About RelEx Web Crawler

One of the most important aspects of future artificial intelligences will be their ability to efficiently use the internet as a source of knowledge for helpful use in natural language conversation. This project aims to create a program which will use the internet to automatically create a database of RelEx output data, which can then be used as a knowledge base for an intelligence to analyze and assist from.

To do so, I would like to modify either the Grub Distributed Web Crawler (as suggested on the ideas page) or CMU's WebSphinx to crawl a website, and to automatically extract and analyze the usable content. This data would then be stored as a file in RelXML or OpenCogXML format for each URL crawled, which could then be reprocessed and analyzed or queried on demand.

After receiving feedback about my initial proposal and then doing some research about hypergraphs and their implementation in HypergraphDB, it seems logical that the RelEx output of each page should be automatically added into a single HGDB HyperGraph, where each XML element becomes a new Atom, unless such an Atom already exists, in which case only the appropriate connecting HGLink Atoms would be created. Once this HyperGraph is created, HyperGraphDB's built-in HGQuery operations can be used to find subsets of the hypergraph, easily extracting relationships about the entire span of crawled web pages.

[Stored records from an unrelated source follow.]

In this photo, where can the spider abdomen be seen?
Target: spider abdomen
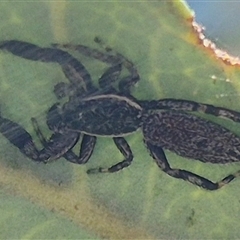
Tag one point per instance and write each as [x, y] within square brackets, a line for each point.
[192, 137]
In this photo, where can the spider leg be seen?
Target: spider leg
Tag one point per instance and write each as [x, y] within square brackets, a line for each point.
[114, 59]
[158, 155]
[75, 72]
[186, 105]
[54, 148]
[86, 149]
[124, 148]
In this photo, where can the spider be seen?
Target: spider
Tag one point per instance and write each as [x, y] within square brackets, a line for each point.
[165, 124]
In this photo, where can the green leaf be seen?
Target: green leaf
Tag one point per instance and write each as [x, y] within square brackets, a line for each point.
[140, 202]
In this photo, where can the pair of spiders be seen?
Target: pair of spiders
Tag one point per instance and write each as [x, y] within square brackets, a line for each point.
[106, 112]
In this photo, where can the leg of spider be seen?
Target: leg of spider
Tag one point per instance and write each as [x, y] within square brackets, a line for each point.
[114, 59]
[18, 136]
[72, 68]
[158, 155]
[185, 105]
[87, 145]
[124, 148]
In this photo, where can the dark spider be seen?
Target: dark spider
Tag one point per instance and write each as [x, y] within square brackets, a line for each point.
[165, 125]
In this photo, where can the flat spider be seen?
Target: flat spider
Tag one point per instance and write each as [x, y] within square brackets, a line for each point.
[106, 112]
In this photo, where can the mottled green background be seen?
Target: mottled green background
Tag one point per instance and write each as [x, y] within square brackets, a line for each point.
[59, 200]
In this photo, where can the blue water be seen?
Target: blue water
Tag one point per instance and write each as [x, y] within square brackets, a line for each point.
[222, 21]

This program is not particularly technically demanding, which means it should be in a very stable and usable form by the end of the project. Hopefully, this project will be a great tool for researchers looking to refine their rankings and framing rules, as well as for developers using the OpenCog platform to create intelligent agents which access online knowledge-bases.

Purpose

Our modification of Grub will be quite different from its mother in that it would not be used to crawl the whole internet, but rather a specific subset of it. It will also be generating a very different set of output data, which would be in an OpenCog format rather than GrubXML. This OpenCog-ready database could then be searched and used by other functions of an intelligent application. Consider the following example.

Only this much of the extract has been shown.